Dessa forma, em primeira análise, o desequilíbrio social é um desafio presente no problema. Segundo Baudrillard, o progresso tem relação direta com a manutenção da desigualdade social. Tal relação é de fato percebida com a discriminação incessante com os negros no Brasil. De acordo com o site “Uol economia” brancos continuam recebendo 50% a mais do que negros no país. Com isso, os brancos, consequentemente, têm acesso à escolaridade, moradia e estilo de vida melhores, aumentando a desigualdade já existente desde a colonização do país. Logo, é substancial uma alteração nesse quadro, por meio da diminuição desse abismo social.
Além disso, outro fator influenciador é a ineficiência das leis. Gilberto Dimenstein explica que no Brasil as leis são inefetivas, o que gera uma falsa sensação de cidadania. Tal inefetividade é nítida nos ataques policiais em áreas urbanas resididas por negros, visto que no ano de 2020 muitos deles morreram de bala perdida, como João Pedro, de 14 anos, no Rio de Janeiro, que estava brincando com seus amigos quando foi alvo de um tiroteio policias e morreu. Dessa forma, fica evidente a falha legislativa, haja vista que na teoria diz ser obrigação do estado garantir segurança pública.
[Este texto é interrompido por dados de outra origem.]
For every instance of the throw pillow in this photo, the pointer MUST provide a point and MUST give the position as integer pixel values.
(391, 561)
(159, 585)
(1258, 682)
Portanto, nota-se um problema que carece de intervenção. Para isso, o Poder Público deve criar políticas públicas, por meio de investimento em segurança de qualidade, com conhecimento social sobre os moradores das áreas que são sempre atingidas, afim de reverter a insuficiência legislativa que impera. Tal ação pode, ainda, contar com pesquisas públicas para entender e priorizar as reais necessidades da população. Paralelamente, é preciso intervir sobre a desigualdade social, por meio de fiscalizações efetivas acerca dos salários, que devem ser igualitários. Dessa forma, o racismo não persistirá mais no Brasil.